Welcome Laura!  Wow, 10 years of misdiagnosis - It's so frustrating that endo really is that misunderstood.  When I first went in and explained the extreme pain to my (ex) GP, she told me I had "wind in my back passage" and sent me away!  

I really hope this cycle is better for you and leads to a BFP.  

AFM, I have my first scan this morning, after stimming for 6 days.  They're scanning me every other day this week- I really hope that doesn't mean they're worried something is going to go wrong.  At least if it does , they'll catch it quickly.  

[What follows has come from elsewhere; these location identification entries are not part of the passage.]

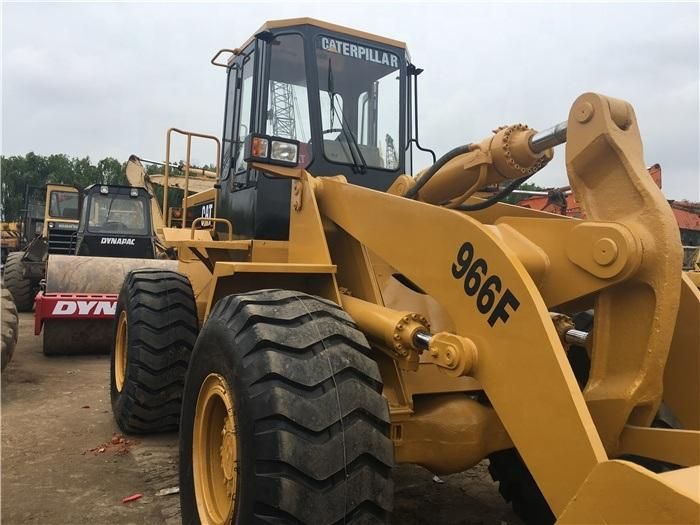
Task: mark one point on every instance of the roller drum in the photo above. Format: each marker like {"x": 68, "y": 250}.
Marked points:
{"x": 79, "y": 274}
{"x": 95, "y": 275}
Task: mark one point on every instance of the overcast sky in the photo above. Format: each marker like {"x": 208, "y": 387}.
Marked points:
{"x": 109, "y": 79}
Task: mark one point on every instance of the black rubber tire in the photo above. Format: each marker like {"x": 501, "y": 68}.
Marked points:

I hope everyone is looking forward to a good week and you've all got the sunshine I've got in my garden just now! Xx


----------



## sugarpielaura (Feb 23, 2011)

Hi ladies,

Bakingcat: thanks for the welcome. I know. It's terrible how misunderstood it is. I get really angry when I think about it now and also changed my gp. She actually encouraged me to complain (same practice) but I decided against it. I even went to A&E at the height if the problem and was sent away with laxatives!! My bowel was closed,in three places!!!    Thanks. Me too. Not sure how much longer I can keep going with this. Sounds like we are cycling at the same time roughly. I started stimms last night and have my first scan and bloods on Thursday. How'd you get on today? Scanned every other day is good. At Least they are keeping a good eye in you. How are you finding it? Any pain? I was on 225 menopur in 2011 but they are taking it very slowly with me and I'm on 150 menopur this time. I hope that something has happened on Thursday!! Unfortunately raining all day here. Hope you enjoyed the sun. 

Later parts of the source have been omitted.